OpenSprinkler Forums Hardware Questions water flow sensor and valve current sense Re: Re: water flow sensor and valve current sense

#26190

rhillman
Participant

Hi Ray, the concern about signal integrity is the rise time of 4ns that may ring quite a bit. Adjusting the frequency won’t help with the rise time or impedance mismatch, but if you haven’t observed any problems I may buy one and put a scope probe on it to see if my simulations match reality.

Thank you for the info on the relay, sounds great. As for current sensing – if we know the water flow rate is reasonable then the valve must be working. Flow rate is most important because I have a lot of area to cover and a busted pipe somewhere is important to fix quickly. I plan on having it check a certain flow rate for each valve and if it’s outside that range too low it would notify me, if too high it would notify and skip to the next valve.

I’ve observed the flow sensor connected to my cyberrain system and essentially when you turn on the valve you get a lot of water flowing until the line is full, and then it stabilizes once all the sprinklers have the air out. This could take up to 2 minutes in my case when you are dealing with longer /large pipes. So usually you can set how long it waits before it samples the flow rate.

Also the flow sensor is helpful when all the valves are off to let you know if you have a leak somewhere before the valves. I had a problem with one hose bib/faucet opening up full blast all night and it would have been nice for something to text/email me an alert if the water was on for more than a certain number of minutes while the valves are off.
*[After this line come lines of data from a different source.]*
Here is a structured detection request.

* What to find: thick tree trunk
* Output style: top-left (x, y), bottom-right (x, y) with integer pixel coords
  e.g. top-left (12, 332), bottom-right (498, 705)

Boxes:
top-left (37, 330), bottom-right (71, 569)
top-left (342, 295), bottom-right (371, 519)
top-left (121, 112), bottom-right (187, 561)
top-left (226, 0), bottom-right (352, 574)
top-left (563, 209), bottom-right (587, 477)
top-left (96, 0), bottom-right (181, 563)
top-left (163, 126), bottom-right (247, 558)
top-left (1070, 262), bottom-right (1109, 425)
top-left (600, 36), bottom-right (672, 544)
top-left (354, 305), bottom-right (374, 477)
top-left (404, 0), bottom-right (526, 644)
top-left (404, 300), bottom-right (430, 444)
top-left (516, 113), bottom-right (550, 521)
For water conservation right now I’m exporting the reports from cyberrain and running a perl script to calculate how much water each zone uses and how much it costs per month, along with any deviation on flow rate compared to last month (in case a leak is starting to occur). I hope to integrate some of these features into your opensprinkler so it’s more automated and share if someone else is also interested.

Sorry for the long post – one more thing. Not sure if you considered perhaps having a second opensprinkler on the network that is a secondary along with a primary controller. So for example in my case I have two controller locations. It would be nice if one location was the primary with 32 valves, and the secondary location was another 32 valves. Then the secondary location could just take commands from the primary one in terms of open valve X etc. while the primary controller could run all the schedules and ‘control’ more than 32 valves. I suppose alternatively you could just run both opensprinklers separately instead of communicating together but this would allow a single schedule so you don’t have to worry about the two controllers watering at the same time and messing up the flow sensor readings etc (if they use the same flow sensor which mine do). Maybe not a lot of people wanting more than 32 zones or more controllers though…

Thanks for the reply and also for such a cool product. Looking forward to it!